What would cause a monochloramine measurement to be higher than total chlorine?

Document ID

Document ID TE3494

Published Date

Published Date 25/01/2018
Question
What would cause a monochloramine measurement to be higher than total chlorine?
Summary
Monochloramine measurements are higher than total chlorine.
Answer
Total chlorine should always be equal to or greater than monochloramine measurements.

If monochloramine measurements are significantly greater than total chlorine (meaning the difference in values is not due to the precision of the test), the following should be considered:

High pH and alkalinity can cause low total chlorine values. If you check the pH of the sample after the DPD reagent is added, the pH should be approximately 6.3. If the pH is high, you should adjust the pH to somewhere between 6 and 7 and repeat the test. This is described in article titled, " What could cause free chlorine measurements to be higher than total chlorine?" One can also switch to a mid range total chlorine procedure as the mid range procedures are better with high pH and alkalinity.

Check to see if any turbidity forms during the test after reagent addition. If it does, the addition of the Hardness Treatement Reagent Powder Pillow, pk/50 (Catalog Number/Order Code 2882346) should help.

Check the temperature of the samples. Cold temperatures lead to longer reaction times.

Make sure chloramines are completely formed.
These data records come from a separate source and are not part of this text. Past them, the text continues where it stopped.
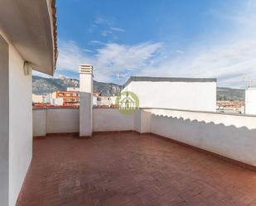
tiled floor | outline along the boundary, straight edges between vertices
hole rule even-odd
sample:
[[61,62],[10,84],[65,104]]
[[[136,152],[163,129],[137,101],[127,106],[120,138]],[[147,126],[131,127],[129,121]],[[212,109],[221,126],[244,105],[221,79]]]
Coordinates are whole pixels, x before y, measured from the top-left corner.
[[34,141],[18,206],[256,205],[256,173],[150,135]]

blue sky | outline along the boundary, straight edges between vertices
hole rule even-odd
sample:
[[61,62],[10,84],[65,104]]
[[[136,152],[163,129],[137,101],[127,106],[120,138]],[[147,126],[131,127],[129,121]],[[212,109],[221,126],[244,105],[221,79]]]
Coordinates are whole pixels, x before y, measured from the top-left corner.
[[[123,84],[130,75],[256,80],[254,0],[59,0],[56,76]],[[118,74],[124,77],[118,79]]]

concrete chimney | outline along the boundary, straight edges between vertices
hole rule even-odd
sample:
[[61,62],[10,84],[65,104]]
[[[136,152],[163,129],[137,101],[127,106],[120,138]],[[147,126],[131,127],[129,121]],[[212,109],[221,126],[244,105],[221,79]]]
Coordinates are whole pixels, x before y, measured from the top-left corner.
[[93,133],[93,65],[80,66],[80,136]]

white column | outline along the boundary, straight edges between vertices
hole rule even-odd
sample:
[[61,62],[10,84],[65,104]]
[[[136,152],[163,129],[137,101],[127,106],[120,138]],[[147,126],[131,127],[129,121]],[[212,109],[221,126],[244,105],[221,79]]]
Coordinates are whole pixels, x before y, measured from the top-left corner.
[[80,66],[80,136],[93,133],[93,65]]
[[9,47],[0,34],[0,204],[9,195]]

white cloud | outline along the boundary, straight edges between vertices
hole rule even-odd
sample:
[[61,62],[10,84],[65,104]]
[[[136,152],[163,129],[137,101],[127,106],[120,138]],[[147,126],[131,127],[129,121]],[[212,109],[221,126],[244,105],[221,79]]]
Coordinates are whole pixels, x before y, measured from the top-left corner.
[[94,65],[95,79],[99,81],[115,80],[111,79],[111,76],[123,70],[138,72],[142,68],[152,66],[155,55],[162,48],[161,43],[145,42],[133,46],[107,43],[101,44],[102,47],[94,51],[95,55],[89,55],[86,49],[79,47],[74,41],[60,41],[58,71],[78,72],[80,64],[89,63]]
[[[164,44],[160,42],[120,45],[94,40],[91,43],[100,48],[94,55],[84,52],[85,49],[73,41],[62,41],[57,67],[78,71],[80,63],[90,63],[94,65],[95,79],[100,81],[115,81],[113,77],[124,72],[147,76],[218,78],[220,86],[244,86],[244,77],[256,79],[256,4],[247,2],[233,15],[213,14],[229,19],[234,26],[233,31],[223,31],[223,36],[228,38],[221,41],[210,36],[207,42],[193,42],[186,50],[172,48],[171,52],[165,52]],[[109,22],[98,18],[94,23],[113,27]]]
[[78,72],[79,65],[82,63],[92,62],[90,58],[75,41],[60,41],[59,56],[57,60],[58,70]]

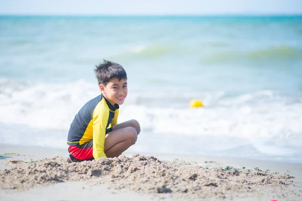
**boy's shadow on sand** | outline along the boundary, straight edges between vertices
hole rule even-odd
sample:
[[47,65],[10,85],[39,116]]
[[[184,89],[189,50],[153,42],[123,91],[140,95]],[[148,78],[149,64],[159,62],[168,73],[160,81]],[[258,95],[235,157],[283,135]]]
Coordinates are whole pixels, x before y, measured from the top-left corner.
[[0,160],[6,159],[7,158],[12,158],[12,156],[3,156],[0,155]]

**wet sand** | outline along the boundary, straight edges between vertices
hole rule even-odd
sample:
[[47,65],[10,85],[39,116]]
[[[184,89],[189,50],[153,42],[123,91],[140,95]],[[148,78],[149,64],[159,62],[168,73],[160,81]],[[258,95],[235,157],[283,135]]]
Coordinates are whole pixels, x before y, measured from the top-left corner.
[[0,154],[4,200],[302,200],[300,164],[130,153],[75,163],[65,149],[6,145]]

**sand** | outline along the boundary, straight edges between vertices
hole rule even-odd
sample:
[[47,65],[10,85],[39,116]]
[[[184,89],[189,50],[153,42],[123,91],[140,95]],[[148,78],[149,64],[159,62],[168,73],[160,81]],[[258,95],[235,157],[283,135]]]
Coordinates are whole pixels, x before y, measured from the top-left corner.
[[[9,150],[11,147],[2,149]],[[70,200],[66,195],[79,188],[79,195],[72,200],[81,199],[81,195],[86,195],[89,200],[98,195],[106,195],[111,200],[114,197],[117,200],[302,200],[301,164],[283,163],[298,168],[296,172],[284,172],[226,165],[217,158],[201,163],[198,160],[134,154],[79,163],[59,155],[37,159],[21,153],[3,154],[0,158],[7,158],[0,160],[1,199],[22,200],[39,189],[46,193],[61,191],[56,197],[44,200]],[[23,196],[18,197],[20,194]],[[39,195],[31,198],[35,198],[41,200]]]

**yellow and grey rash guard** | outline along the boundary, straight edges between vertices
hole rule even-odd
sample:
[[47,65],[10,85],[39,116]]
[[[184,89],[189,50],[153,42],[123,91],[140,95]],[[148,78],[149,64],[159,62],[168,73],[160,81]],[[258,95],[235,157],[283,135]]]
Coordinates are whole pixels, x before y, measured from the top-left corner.
[[106,157],[104,152],[106,129],[117,124],[119,106],[113,106],[102,94],[90,100],[76,115],[67,144],[79,146],[93,140],[93,157]]

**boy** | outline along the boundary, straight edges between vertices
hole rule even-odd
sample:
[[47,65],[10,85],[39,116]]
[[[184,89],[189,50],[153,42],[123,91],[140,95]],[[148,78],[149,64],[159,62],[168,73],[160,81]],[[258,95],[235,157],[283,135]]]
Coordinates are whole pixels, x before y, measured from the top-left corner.
[[101,94],[89,101],[70,125],[67,144],[72,161],[119,156],[140,132],[134,120],[117,124],[119,105],[127,96],[127,74],[118,63],[104,60],[95,69]]

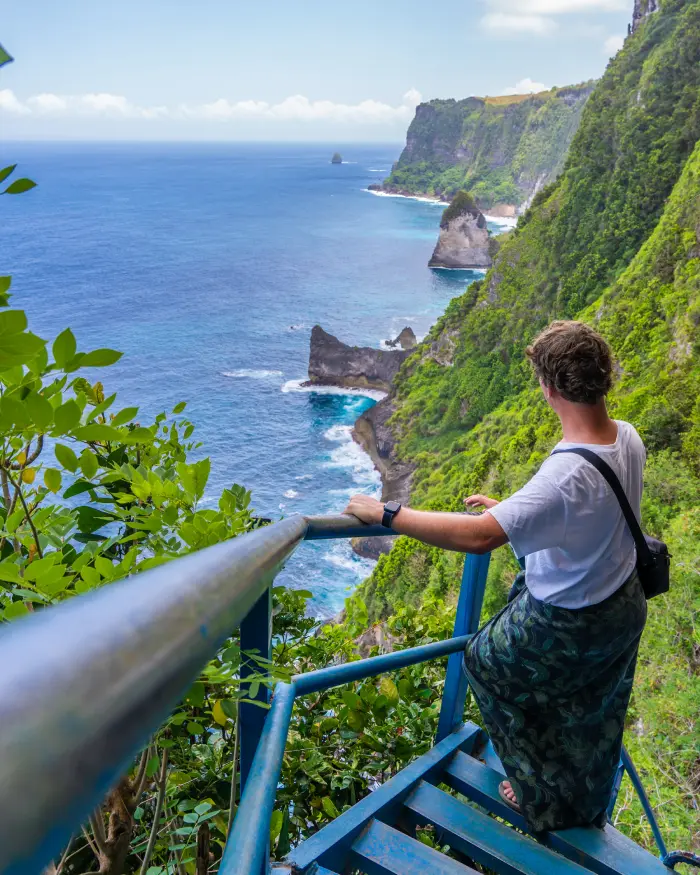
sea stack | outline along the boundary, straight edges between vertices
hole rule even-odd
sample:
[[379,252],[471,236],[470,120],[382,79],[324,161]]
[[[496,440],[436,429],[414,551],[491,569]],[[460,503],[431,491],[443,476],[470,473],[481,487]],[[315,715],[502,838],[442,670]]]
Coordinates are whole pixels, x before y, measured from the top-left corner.
[[474,198],[460,191],[442,214],[440,239],[429,267],[485,270],[491,267],[486,218]]
[[409,350],[348,346],[320,325],[314,325],[309,350],[309,380],[305,385],[388,392],[391,381],[410,354]]

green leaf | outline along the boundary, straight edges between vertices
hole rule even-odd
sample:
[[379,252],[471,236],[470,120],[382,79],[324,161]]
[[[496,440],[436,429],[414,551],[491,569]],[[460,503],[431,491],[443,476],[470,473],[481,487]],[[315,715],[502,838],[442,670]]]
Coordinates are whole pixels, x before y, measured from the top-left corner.
[[364,704],[362,702],[362,699],[357,695],[357,693],[353,693],[353,692],[350,692],[348,690],[345,690],[345,692],[342,693],[341,697],[343,699],[343,702],[345,702],[345,704],[351,710],[353,710],[353,711],[364,710]]
[[73,332],[70,328],[66,328],[66,330],[62,331],[56,340],[54,340],[52,347],[53,357],[59,368],[67,365],[68,362],[75,357],[77,349],[78,347]]
[[19,576],[19,567],[14,562],[0,562],[0,580],[7,583],[19,583],[22,580]]
[[117,352],[115,349],[94,349],[92,352],[85,353],[80,361],[80,367],[108,368],[110,365],[116,364],[122,355],[123,353]]
[[12,602],[11,605],[8,605],[5,608],[5,619],[6,620],[16,620],[19,617],[25,616],[25,614],[29,613],[29,608],[24,604],[24,602]]
[[[77,407],[78,405],[76,404],[75,406]],[[67,447],[64,444],[56,444],[56,447],[54,448],[54,453],[56,454],[59,465],[65,468],[66,471],[74,473],[78,470],[78,457],[75,455],[70,447]],[[70,496],[64,496],[64,498],[65,497]]]
[[390,706],[396,705],[399,701],[399,691],[396,689],[396,684],[386,675],[379,681],[379,694],[386,696]]
[[3,194],[23,194],[25,191],[29,191],[32,188],[36,188],[36,182],[32,182],[31,179],[22,177],[22,179],[15,179],[14,182],[11,182]]
[[97,474],[98,467],[97,456],[90,450],[83,450],[80,454],[80,468],[88,480],[92,480]]
[[48,429],[53,422],[54,409],[46,398],[38,392],[32,392],[24,399],[24,403],[37,428],[41,431]]
[[54,411],[55,431],[59,434],[67,434],[80,424],[81,410],[78,402],[73,398],[61,404]]
[[[0,50],[0,63],[1,62],[2,62],[2,50]],[[8,176],[10,176],[12,173],[15,172],[16,169],[17,169],[16,164],[10,164],[9,167],[3,167],[2,170],[0,170],[0,182],[4,182]]]
[[329,817],[336,818],[340,815],[340,812],[335,807],[330,796],[324,796],[323,799],[321,799],[321,806]]
[[44,471],[44,484],[49,492],[56,493],[61,488],[61,472],[56,468],[47,468]]
[[0,335],[21,334],[27,330],[27,314],[24,310],[3,310],[0,313]]
[[120,425],[125,425],[127,422],[131,422],[131,420],[138,414],[138,412],[138,407],[125,407],[123,410],[120,410],[119,413],[117,413],[117,415],[111,421],[110,425],[114,426],[114,428],[117,428]]
[[74,436],[78,438],[78,440],[88,441],[89,443],[97,441],[121,442],[124,437],[122,432],[118,431],[116,428],[112,428],[111,425],[100,425],[98,423],[83,425],[80,428],[76,428]]

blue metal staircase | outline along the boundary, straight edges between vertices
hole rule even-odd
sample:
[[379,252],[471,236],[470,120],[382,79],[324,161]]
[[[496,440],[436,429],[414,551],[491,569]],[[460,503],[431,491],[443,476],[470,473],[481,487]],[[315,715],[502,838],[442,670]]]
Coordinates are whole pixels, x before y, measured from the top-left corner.
[[[44,870],[234,629],[240,626],[243,650],[270,653],[271,586],[302,541],[358,535],[386,530],[352,517],[292,517],[0,630],[0,873]],[[658,858],[610,825],[534,838],[501,800],[504,771],[493,746],[482,729],[463,722],[462,654],[478,628],[489,558],[466,558],[452,638],[296,675],[277,684],[267,711],[242,703],[242,798],[220,875],[654,875],[678,863],[700,868],[697,856],[667,852],[626,752],[618,779],[629,774]],[[286,860],[271,863],[270,821],[295,699],[445,656],[434,747]],[[267,704],[268,691],[261,688],[258,698]],[[437,847],[416,835],[427,825]]]

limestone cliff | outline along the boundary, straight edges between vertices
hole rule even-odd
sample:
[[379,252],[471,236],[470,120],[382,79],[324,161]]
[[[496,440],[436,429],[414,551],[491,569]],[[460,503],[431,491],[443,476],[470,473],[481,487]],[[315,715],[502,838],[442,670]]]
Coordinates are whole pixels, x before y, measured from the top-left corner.
[[460,192],[443,213],[440,237],[428,266],[477,270],[491,267],[486,219],[466,192]]
[[512,211],[561,172],[594,84],[422,103],[382,189],[445,199],[464,189],[482,209]]
[[409,350],[382,350],[348,346],[320,325],[311,332],[307,385],[378,389],[388,392]]

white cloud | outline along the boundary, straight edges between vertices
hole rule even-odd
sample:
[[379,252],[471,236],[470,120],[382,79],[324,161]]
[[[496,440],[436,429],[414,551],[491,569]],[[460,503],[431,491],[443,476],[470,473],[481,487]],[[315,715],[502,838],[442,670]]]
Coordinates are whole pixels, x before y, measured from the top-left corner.
[[21,101],[17,100],[13,91],[9,88],[4,88],[0,91],[0,110],[11,112],[15,115],[27,115],[31,110]]
[[517,15],[565,15],[575,12],[619,12],[629,0],[488,0],[489,6]]
[[557,24],[542,15],[513,15],[508,12],[490,12],[481,19],[487,29],[500,33],[535,33],[546,35],[556,30]]
[[630,0],[485,0],[488,12],[481,25],[507,34],[548,36],[558,28],[556,16],[585,12],[617,12]]
[[236,119],[268,119],[271,121],[333,121],[353,124],[383,124],[410,119],[421,94],[415,88],[404,94],[397,106],[378,100],[363,100],[357,104],[334,103],[331,100],[310,100],[302,94],[287,97],[280,103],[264,100],[229,101],[224,97],[211,103],[178,107],[143,107],[120,94],[36,94],[20,101],[12,91],[0,91],[0,111],[16,115],[36,116],[103,116],[129,119],[206,119],[231,121]]
[[534,82],[532,79],[521,79],[512,88],[505,88],[503,94],[539,94],[540,91],[549,91],[544,82]]
[[623,36],[609,36],[605,40],[605,45],[603,46],[605,54],[609,58],[612,58],[613,55],[616,55],[620,51],[624,44],[625,38]]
Take a sample and let it sit for about 15 minutes and see if the values change from the initial test values.

A reagent blank can be done to reduce the monochloramine value.

If the sample cell is used for total chlorine and monochloramine methods, the sample cells need to be thoroughly rinsed between tests to avoid carryover.

Try inverting the sample cells in monochloramine test before inserting them into the instrument. Sometimes the powder is slow to dissolve and there is a layer of concentrated reagent in the lower part of the sample solution.